Grettings Sr,
I have scrapped Google play store before.
I use ?gl={COUNTRY} query paramenter to get data by country. I figured it out in my previous google play scrapping jobs.
To get more than top 100 apps I simulate the scroll down movement and make an http post with the following http post parameters for example:
start=120&num=60&numChildren=0&cctcss=square-cover&cllayout=NORMAL&ipf=1&xhr=1
By changing and iterating numbers I can get more tops apps.
However for some countries and categories it does not reach top1500 apps.
Because of you need to get all apps from all categories and all countries.
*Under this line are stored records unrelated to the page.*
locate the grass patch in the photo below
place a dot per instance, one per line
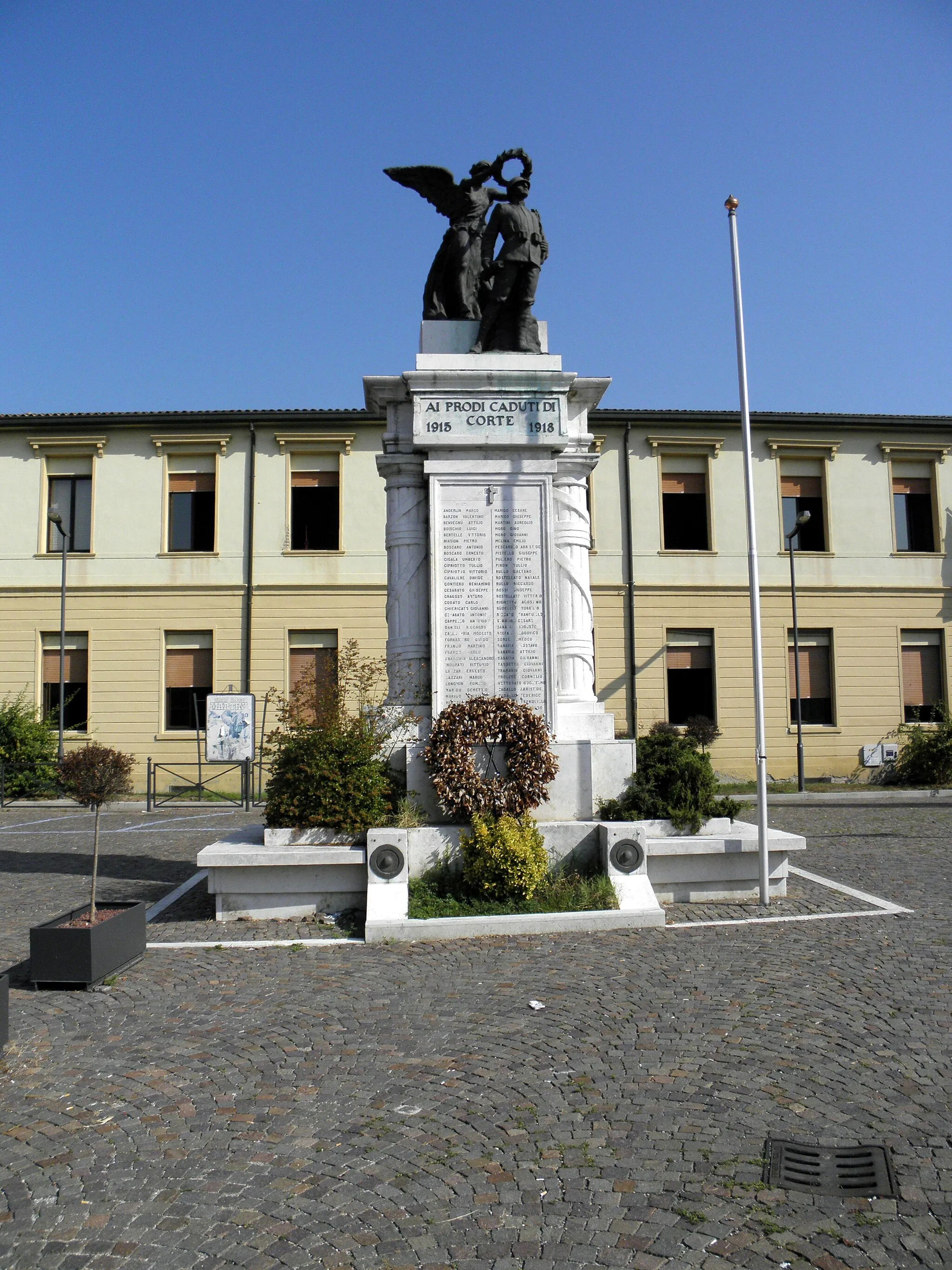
(442, 893)
(692, 1215)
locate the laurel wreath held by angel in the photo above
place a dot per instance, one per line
(461, 280)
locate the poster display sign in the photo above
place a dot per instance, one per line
(230, 727)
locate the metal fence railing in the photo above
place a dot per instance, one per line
(197, 783)
(238, 784)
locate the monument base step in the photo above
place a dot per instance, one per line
(414, 929)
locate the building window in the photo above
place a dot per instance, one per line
(313, 673)
(922, 676)
(188, 678)
(801, 494)
(73, 498)
(690, 676)
(815, 678)
(77, 689)
(315, 511)
(685, 511)
(191, 511)
(913, 508)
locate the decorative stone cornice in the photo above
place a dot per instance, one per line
(191, 442)
(804, 447)
(914, 450)
(68, 445)
(672, 445)
(311, 442)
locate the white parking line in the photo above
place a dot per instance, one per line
(883, 907)
(886, 904)
(253, 944)
(198, 816)
(6, 828)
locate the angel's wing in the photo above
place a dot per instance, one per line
(436, 185)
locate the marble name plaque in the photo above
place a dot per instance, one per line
(490, 419)
(490, 593)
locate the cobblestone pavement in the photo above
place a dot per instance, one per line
(400, 1105)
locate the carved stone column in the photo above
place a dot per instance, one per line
(575, 647)
(408, 583)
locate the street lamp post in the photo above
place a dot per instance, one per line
(753, 568)
(795, 534)
(55, 519)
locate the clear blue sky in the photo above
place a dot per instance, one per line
(193, 213)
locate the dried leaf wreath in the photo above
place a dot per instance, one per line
(531, 765)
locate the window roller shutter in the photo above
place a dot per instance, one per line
(314, 480)
(191, 483)
(800, 487)
(188, 668)
(75, 665)
(912, 485)
(922, 676)
(683, 483)
(688, 658)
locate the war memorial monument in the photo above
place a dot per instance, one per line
(487, 461)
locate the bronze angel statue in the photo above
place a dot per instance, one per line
(452, 287)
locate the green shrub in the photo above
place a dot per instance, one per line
(442, 892)
(331, 778)
(27, 748)
(504, 859)
(329, 758)
(672, 783)
(926, 755)
(96, 777)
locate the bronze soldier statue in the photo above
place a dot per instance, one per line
(454, 282)
(509, 281)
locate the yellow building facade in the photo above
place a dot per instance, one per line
(233, 548)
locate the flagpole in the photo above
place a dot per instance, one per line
(753, 571)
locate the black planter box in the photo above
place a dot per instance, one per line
(87, 954)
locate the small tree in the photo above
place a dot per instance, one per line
(672, 781)
(94, 777)
(926, 755)
(702, 731)
(28, 745)
(331, 753)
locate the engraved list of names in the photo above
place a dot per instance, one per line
(493, 638)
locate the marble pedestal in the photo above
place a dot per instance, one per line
(487, 460)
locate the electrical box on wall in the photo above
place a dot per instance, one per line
(875, 756)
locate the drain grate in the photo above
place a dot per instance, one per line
(861, 1170)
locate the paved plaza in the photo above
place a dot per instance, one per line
(402, 1105)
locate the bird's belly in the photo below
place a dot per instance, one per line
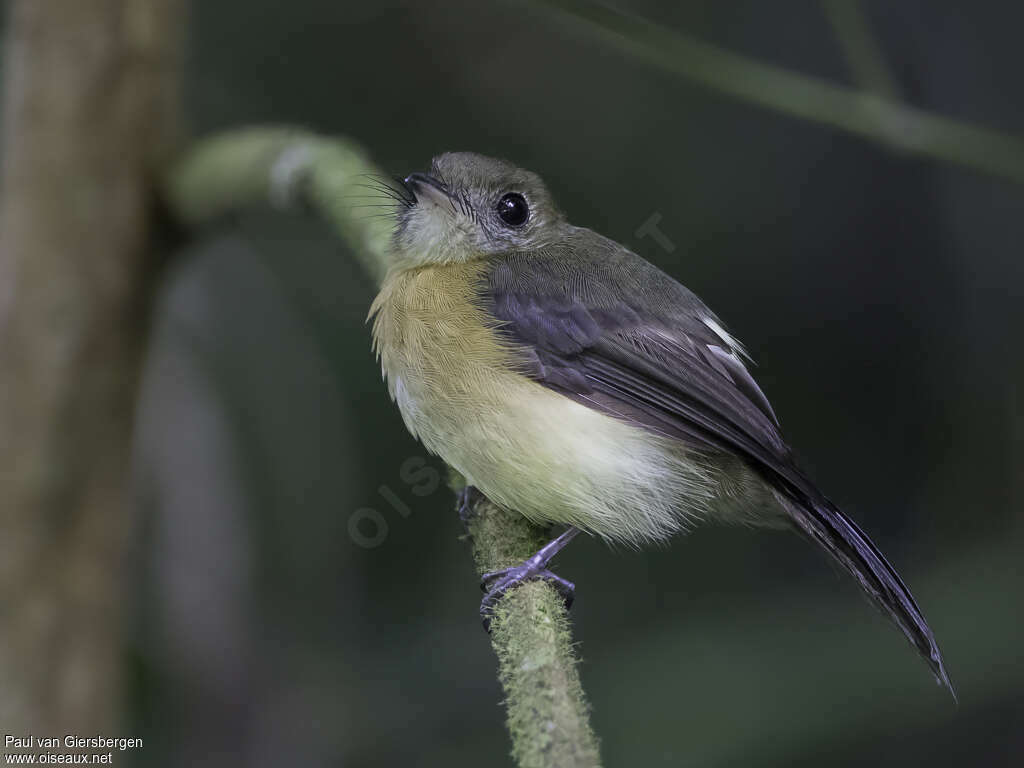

Retrieving all the information can take many hours by using a single thread.
PROPOSAL 1 (Single Thread)
- Create C#.NET web crawler to run with a single thread to scrape google play app info.
- The scraped data will be saved in a local database.
- If scrapping fails in certain point due to network failure it will remember the point where it was and will start scrapping again starting in the same point, not from the first app or categorie. Previous scrapped data wont be lost because it is in database.
- Each time it runs after 12 hours, it will scrap all again and will update information in database.
PROPOSAL 2 (Mutiple Threads)
- It will have the same proposal 1 features plus it will work multiple threads. It can work 200 or 300 times faster than proposal 1, depending of number of threads and server bandwith.
- It will use all server internet bandwith.